Como se percebe o único chamariz para termos adeptos no Estádio é o futebol do Benfica, é a história do Benfica e é o amor que os benfiquistas têm ao clube. O resto à volta está todo errado. Todo!
Neste primeiro jogo da Taça de Portugal na Luz descobrimos que há inovação nas regras da prova. Pela primeira vez na vida vejo o Benfica a jogar com o equipamento principal em casa contra uma equipa de vermelho. A regra da Federação sempre obrigou o Benfica a jogar com o equipamento alternativo quando recebia um clube com as cores semelhantes. Vão ver os resumos com o Braga para esta prova em 2012 e 2014 e reparem nas cores do Benfica. Mais uma mudança na tradição.
O que não muda é aquela postura do Artur Soares Dias nos jogos do Benfica. A altivez, a arrogância, o prazer em distribuir cartões amarelos, as faltas e as faltinhas capazes de tirar do sério qualquer Monge do Tibete em reflexão, as decisões erradas contra os jogadores do Benfica, a consulta ao VAR em caso de dúvida que, recordemos sem nos rir, era chefiado por Carlos Xistra...
Foi uma desafio muito complicado para a equipa de Lage que manteve toda a equipa que tão boa conta tem dado, só trocou de guarda redes. O Braga começou em vantagem, os nervos ameaçaram tomar conta da equipa e das bancadas mas com Pizzi e Vinicius tudo se resolve. Hoje. o futebol do Benfica chegou para dar a volta ao resultado contra um Braga muito combativo e a tal arbitragem. Valeu para ver o Tomás Tavares a crescer mais um bocadinho naquele lado direito, para apreciar mais pormenores de Adel, perceber o bom momento de Chiquinho e Cervi e, acima de tudo, pela vitória.
Apesar de tudo ter sido feito para estragar esta Festa da Taça, o Benfica soube dignificar a Prova Rainha e garantir presença nos 1/4 de final. O último jogo de 2019 na Luz foi feliz.
Uma nota para dizer que é um prazer que é rever o André Horta no relvado da Luz, mesmo que tenha sido só para aquecer. Prazer extensível ao seu irmão mas o natural destaque vai para o André pela passagem recente e triunfante que teve no clube.

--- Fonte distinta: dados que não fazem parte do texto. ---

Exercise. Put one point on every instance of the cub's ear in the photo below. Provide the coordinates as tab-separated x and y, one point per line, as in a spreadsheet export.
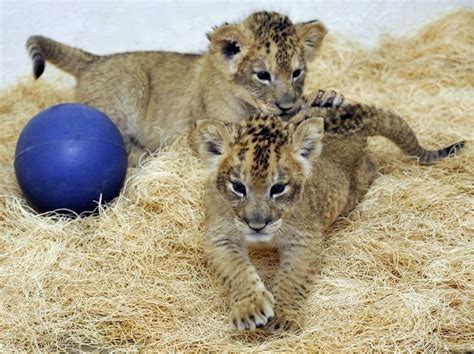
307	142
210	139
311	35
229	41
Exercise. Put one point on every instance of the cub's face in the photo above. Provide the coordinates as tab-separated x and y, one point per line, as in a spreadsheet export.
265	56
258	168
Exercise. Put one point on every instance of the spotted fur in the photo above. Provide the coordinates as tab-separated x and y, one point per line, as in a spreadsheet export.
262	154
154	96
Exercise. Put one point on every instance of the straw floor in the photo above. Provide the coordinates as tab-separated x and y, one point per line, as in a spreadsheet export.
398	272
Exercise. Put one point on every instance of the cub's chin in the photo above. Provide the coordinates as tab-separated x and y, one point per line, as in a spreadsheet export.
261	237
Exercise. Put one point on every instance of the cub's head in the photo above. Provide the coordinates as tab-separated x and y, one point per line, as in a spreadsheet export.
258	167
265	56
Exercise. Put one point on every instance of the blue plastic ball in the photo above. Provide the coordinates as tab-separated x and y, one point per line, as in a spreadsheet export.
70	157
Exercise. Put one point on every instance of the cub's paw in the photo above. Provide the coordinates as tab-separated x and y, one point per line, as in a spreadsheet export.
285	322
328	99
253	312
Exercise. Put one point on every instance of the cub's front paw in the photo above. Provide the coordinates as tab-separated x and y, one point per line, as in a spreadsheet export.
328	99
285	322
253	311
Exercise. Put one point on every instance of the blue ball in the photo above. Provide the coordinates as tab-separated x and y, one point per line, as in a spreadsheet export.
70	156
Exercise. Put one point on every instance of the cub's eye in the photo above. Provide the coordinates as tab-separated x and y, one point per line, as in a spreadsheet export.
239	189
277	190
296	74
264	76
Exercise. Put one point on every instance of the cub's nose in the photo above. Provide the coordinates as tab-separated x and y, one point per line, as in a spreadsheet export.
257	225
284	106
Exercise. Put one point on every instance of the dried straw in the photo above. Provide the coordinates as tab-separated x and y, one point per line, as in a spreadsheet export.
398	273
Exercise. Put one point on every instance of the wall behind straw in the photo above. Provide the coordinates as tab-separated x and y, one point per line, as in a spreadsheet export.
124	25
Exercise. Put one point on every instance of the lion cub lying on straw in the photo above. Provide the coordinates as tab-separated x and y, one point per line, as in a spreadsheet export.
257	65
281	184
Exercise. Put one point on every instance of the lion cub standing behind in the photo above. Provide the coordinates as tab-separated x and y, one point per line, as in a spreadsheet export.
255	66
280	184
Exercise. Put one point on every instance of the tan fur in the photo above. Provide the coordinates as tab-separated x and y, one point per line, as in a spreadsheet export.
155	96
251	161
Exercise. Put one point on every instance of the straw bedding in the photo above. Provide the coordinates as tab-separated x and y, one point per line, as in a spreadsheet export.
398	272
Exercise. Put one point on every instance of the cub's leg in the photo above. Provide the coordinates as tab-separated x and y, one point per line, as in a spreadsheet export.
251	302
300	258
124	97
324	99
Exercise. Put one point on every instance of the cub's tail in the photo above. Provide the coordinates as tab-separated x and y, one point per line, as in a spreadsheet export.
368	120
70	59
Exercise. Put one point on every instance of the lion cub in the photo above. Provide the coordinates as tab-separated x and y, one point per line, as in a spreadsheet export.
281	184
255	66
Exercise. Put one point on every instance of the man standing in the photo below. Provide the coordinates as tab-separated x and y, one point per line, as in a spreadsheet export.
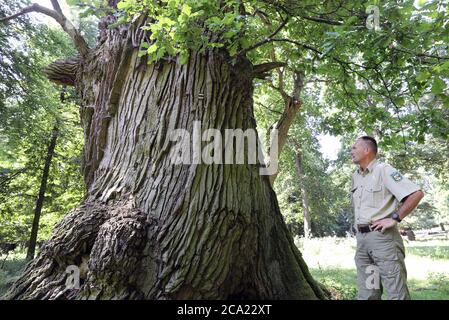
377	190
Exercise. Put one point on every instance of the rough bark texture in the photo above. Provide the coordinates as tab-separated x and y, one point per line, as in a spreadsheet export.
153	230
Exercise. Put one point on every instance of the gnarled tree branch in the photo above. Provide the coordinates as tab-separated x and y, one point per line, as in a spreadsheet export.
63	71
260	70
66	24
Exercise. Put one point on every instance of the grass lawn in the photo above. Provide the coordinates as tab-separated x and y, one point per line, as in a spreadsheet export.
331	261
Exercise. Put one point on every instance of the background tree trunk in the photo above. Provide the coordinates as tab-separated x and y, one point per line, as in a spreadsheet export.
149	229
304	198
41	196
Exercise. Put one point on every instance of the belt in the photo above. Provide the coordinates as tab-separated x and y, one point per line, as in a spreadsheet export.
364	228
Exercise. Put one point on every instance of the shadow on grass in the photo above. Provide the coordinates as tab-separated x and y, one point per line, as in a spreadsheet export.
434	252
10	270
342	283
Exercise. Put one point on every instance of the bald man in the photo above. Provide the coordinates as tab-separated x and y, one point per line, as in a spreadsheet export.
381	198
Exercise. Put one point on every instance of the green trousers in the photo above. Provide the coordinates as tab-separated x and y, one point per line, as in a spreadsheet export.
380	265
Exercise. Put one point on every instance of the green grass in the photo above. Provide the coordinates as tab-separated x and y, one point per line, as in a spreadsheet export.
331	262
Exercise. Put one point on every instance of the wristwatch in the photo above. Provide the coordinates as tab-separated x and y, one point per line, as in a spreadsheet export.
395	216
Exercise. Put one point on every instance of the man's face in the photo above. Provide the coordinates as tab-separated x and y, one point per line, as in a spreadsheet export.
359	151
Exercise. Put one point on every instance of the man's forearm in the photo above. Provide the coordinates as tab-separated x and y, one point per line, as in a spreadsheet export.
410	203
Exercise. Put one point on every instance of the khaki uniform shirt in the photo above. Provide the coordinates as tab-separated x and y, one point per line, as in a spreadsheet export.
377	191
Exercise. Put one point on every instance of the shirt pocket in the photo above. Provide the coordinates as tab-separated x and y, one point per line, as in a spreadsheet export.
374	195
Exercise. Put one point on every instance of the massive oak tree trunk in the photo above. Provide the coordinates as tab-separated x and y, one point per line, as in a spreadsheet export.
149	229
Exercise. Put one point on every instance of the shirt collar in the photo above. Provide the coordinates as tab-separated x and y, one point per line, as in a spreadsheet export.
369	168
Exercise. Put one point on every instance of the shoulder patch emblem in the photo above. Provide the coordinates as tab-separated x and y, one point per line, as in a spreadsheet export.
396	176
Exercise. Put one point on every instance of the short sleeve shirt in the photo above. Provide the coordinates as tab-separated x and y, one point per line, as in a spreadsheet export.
377	191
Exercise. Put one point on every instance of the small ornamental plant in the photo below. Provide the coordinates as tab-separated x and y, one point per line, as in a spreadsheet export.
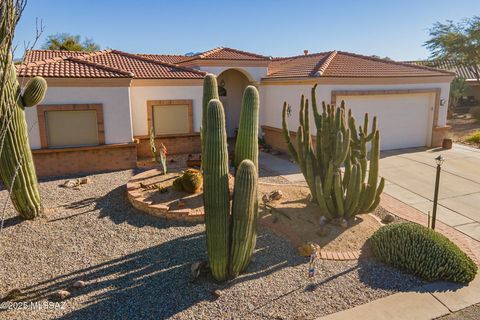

Já que se fazem tantas mudanças e alterações na Taça de Portugal, vou deixar mais uma sugestão: era importante também ir riscando equipas de arbitragem do caminho. Hoje Soares Dias e Xistra tiveram a sua noite de exibição. Pronto, já chega. Que acompanhem o Braga nesta saída da prova, pelo menos no que diz respeito a jogos do Benfica. Era justo. E sem repescagens, por favor.
Portanto, agora entramos na recta final da prova e os problemas diminuem, é isso? Claro que não! Estamos em Portugal e este país nunca desilude no que diz respeito a originalidades à volta do futebol.
Sabem quem é que pode calhar em sorte ao Benfica na próxima ronda? A equipa da claque do Porto! Sim, o líder da claque legalizada do Porto ( e da Selecção da Federação que organiza a prova) e seus companheiros podem jogar contra o Benfica. Aliás, o líder/jogador já fez saber que o seu desejo é defrontar o Campeão Nacional para mostrar o que é o ADN dos Super Dragões.
Tentei explicar esta possibilidade a um amigo inglês do Liverpool e acho que a esta hora ele ainda pensa que eu estava a inventar só para ser mais bizarro que a Liga dele que obrigou o seu clube a jogar com crianças contra o Aston Villa.
É a Festa da Taça da Prova Rainha.
Obrigado, Benfica por esta vitória e por este ano inesquecível de futebol na Luz! Memorável.